The devastating affect of Cold War communism on the lives of human beings is the subject of both of these books, one a work of fiction and the other of nonfiction. I am still reading both of them, but thought I would post a couple of quotations to give you a flavor of the texts and hopefully encourage you to check them out yourself.

Holland’s novel follows the story of Pavel, a widowed schoolteacher turned archivist, living in Moscow in 1939. In the opening pages, he is sent to interview the writer Isaac Babel, who has been arrested and taken to Lubyanka prison as an enemy of the people. During the course of their stiff conversation, Pavel tells Babel that his wife, Elena, has recently died in a train wreck caused by politically-motivated sabotage. “I can’t imagine people intentionally doing that,” Pavel says. “You’ve read my stories,” Babel replies:

“Your colleagues, when they came to arrest me at my dacha, they dragged my wife along. Did you know that? They made her knock on the door. In case I resisted. Can you imagine how she must have felt, to have to do that?” An edge of bitterness has crept into Babel’s voice. “You are not the only one who has lost his wife” (9-10).

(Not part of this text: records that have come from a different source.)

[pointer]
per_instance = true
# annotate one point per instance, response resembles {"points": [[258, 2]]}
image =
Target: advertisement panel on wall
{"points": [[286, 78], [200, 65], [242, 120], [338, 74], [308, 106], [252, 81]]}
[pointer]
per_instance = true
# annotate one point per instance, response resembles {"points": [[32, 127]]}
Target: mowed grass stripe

In fact, as Figes tells us in The Whisperers virtually everyone in Russia during the Stalinist period lost at least one family member to violence perpetrated by the men whom the fictional Pavel is ordered to work for. For over six hundred and fifty pages he draws on diaries, oral histories, and other surviving primary sources in an attempt to piece together a picture of private life in a repressive regime. This picture is unquestionably grim. “For the mass of the population there were always two realities,” Figes observes writes:

Party Truth and truth based on experience. But in the years of the Great Terror, when the Soviet press was full of the show trials and the nefarious deeds of ‘spies’ and ‘enemies’, few were able to see through the propaganda version of the world. It took extraordinary willpower, usually connected to a different values-system, for a person to discount the press reports and question the basic assumptions of the Terror (273).

The strategies used by individual people to keep themselves from being submerged in Party Truth are both interesting, from a psychological and political perspective, and heartbreaking: “My inner self has not gone away — whatever is inside a personality can never disappear — but it is deeply hidden, and I no longer feel its presence within me” wrote Yevgeniia, a student of Leningrad Institute of Technology, in 1938, after both her parents had vanished into the Gulag (257). However difficult these stories of personal trauma are to read, I am looking forward to finishing both books for the powerful stories they tell about the behavior of human beings living in inhuman situations.